# 01 Data Collection – Forex Price Prediction Project

## Objectives

* Fetch historical OHLCV (Open, High, Low, Close, Volume) data for 10 selected forex pairs using the OANDA API.
* Save the raw data in CSV format in the `data/raw/` directory for further processing.

## Inputs

* OANDA API Key stored securely in `.env` file.
* Selected forex pairs:
  1. GBP/USD  
  2. EUR/GBP  
  3. EUR/USD  
  4. AUD/USD  
  5. NZD/USD  
  6. USD/JPY  
  7. USD/SGD  
  8. USD/CHF  
  9. USD/CAD  
  10. GBP/CAD
* Desired number of historical candles per pair and timeframe (e.g., last 1000 H4 candles).

## Outputs

* 10 CSV files stored in `data/raw/` named as:
  * GBP_USD_forex_data.csv
  * EUR_GBP_forex_data.csv
  * EUR_USD__forex_data.csv
  * AUD_USD_forex_data.csv
  * NZD_USD_forex_data.csv
  * USD_JPY_forex_data.csv
  * USD_SGD_forex_data.csv
  * USD_CHF_forex_data.csv
  * USD_CAD_forex_data.csv
  * GBP_CAD_forex_data.csv 

* Each CSV contains:
  - `timestamp`  
  - `open`  
  - `high`  
  - `low`  
  - `close`  
  - `volume`  

## Additional Comments

* This notebook covers the **Data Collection** step of CRISP-DM.
* The raw files will be used in **02_data_cleaning_feature_engineering.ipynb** for feature creation.
* Ensure that the `.env` file with `OANDA_API_KEY` is correctly configured before running this notebook.


---

# Change working directory

We need to change the working directory from its current folder to its parent folder
* We access the current directory with os.getcwd()

In [1]:
import os
current_dir = os.getcwd()
current_dir

'/workspaces/forex-price-predictor/jupyter_notebooks'

We want to make the parent of the current directory the new current directory
* os.path.dirname() gets the parent directory
* os.chir() defines the new current directory

In [2]:
os.chdir(os.path.dirname(current_dir))
print("You set a new current directory")

You set a new current directory


Confirm the new current directory

In [3]:
current_dir = os.getcwd()
current_dir

'/workspaces/forex-price-predictor'

# Import Libraries & Load API Key

Purpose: Import dependencies and load OANDA API key securely.

In [4]:
import os
import pandas as pd
from dotenv import load_dotenv

# Load environment variables from .env file
load_dotenv()

# Retrieve OANDA API key
OANDA_API_KEY = os.getenv("OANDA_API_KEY")

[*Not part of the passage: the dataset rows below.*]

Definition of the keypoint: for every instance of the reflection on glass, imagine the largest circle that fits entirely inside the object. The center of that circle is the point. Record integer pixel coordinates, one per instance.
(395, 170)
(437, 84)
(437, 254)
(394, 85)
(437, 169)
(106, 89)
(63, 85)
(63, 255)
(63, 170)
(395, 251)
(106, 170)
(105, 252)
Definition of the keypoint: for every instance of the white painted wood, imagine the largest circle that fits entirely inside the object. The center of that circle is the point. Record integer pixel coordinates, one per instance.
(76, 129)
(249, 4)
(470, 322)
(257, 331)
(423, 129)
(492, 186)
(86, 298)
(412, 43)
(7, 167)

# Verify that the key is loaded
print("OANDA_API_KEY loaded:", bool(OANDA_API_KEY))


OANDA_API_KEY loaded: True


---

## Define Forex Pairs & Data Collection Plan

In this step, we will define the **10 forex pairs** for which we will collect **1-hour (H1) OHLCV data**.

- Each pair will have approximately **8,760 candles (~1 year)**.
- The raw CSV files will be saved in the folder: `data/raw/`.
- The raw data will include:
  - `timestamp`
  - `open`
  - `high`
  - `low`
  - `close`
  - `volume`

**Selected Pairs:**
1. GBP/USD  
2. EUR/GBP  
3. EUR/USD  
4. AUD/USD  
5. NZD/USD  
6. USD/JPY  
7. USD/SGD  
8. USD/CHF  
9. USD/CAD  
10. GBP/CAD

In [5]:
PAIRS = [
    "GBP_USD", "EUR_GBP", "EUR_USD", "AUD_USD", "NZD_USD",
    "USD_JPY", "USD_SGD", "USD_CHF", "USD_CAD", "GBP_CAD"
]

# Number of candles ~1 year of 1-hour data
NUM_CANDLES = 8760
TIMEFRAME = "H1"

# Ensure raw data directory exists
import os
os.makedirs("data/raw", exist_ok=True)

print(f"Collecting {NUM_CANDLES} candles per pair ({TIMEFRAME})")
print("Pairs:", PAIRS)


Collecting 8760 candles per pair (H1)
Pairs: ['GBP_USD', 'EUR_GBP', 'EUR_USD', 'AUD_USD', 'NZD_USD', 'USD_JPY', 'USD_SGD', 'USD_CHF', 'USD_CAD', 'GBP_CAD']


---

## Test Data Fetch for One Pair

Before fetching data for all 10 pairs,  
we will **test the `fetch_live_data()` function** for a single pair (EUR/USD):

- Fetch **1 year (~8,760) of 1-hour candles**  
- Preview the first few rows to confirm:
  - Columns: `timestamp, open, high, low, close, volume`  
  - Correct number of rows fetched


In [6]:
from src.data_collection import fetch_live_data

# Fetch sample data
sample_df = fetch_live_data("EUR_USD", candles=NUM_CANDLES, timeframe=TIMEFRAME)

# Display first 5 rows
sample_df.head()


Unnamed: 0,timestamp,open,high,low,close,volume
0,2024-03-06 03:00:00+00:00,1.08527,1.08533,1.08504,1.08508,1905
1,2024-03-06 04:00:00+00:00,1.08508,1.08524,1.08495,1.08519,1408
2,2024-03-06 05:00:00+00:00,1.08518,1.0857,1.08516,1.08552,1866
3,2024-03-06 06:00:00+00:00,1.08549,1.08607,1.08549,1.08595,2183
4,2024-03-06 07:00:00+00:00,1.08594,1.08666,1.08586,1.08621,4008


---

## Fetch and Save Data for All 10 Forex Pairs

Now that we have successfully tested fetching data for a single pair (EUR/USD),  
we will proceed to collect **1 year (~8,760 1-hour candles)** for all 10 selected forex pairs.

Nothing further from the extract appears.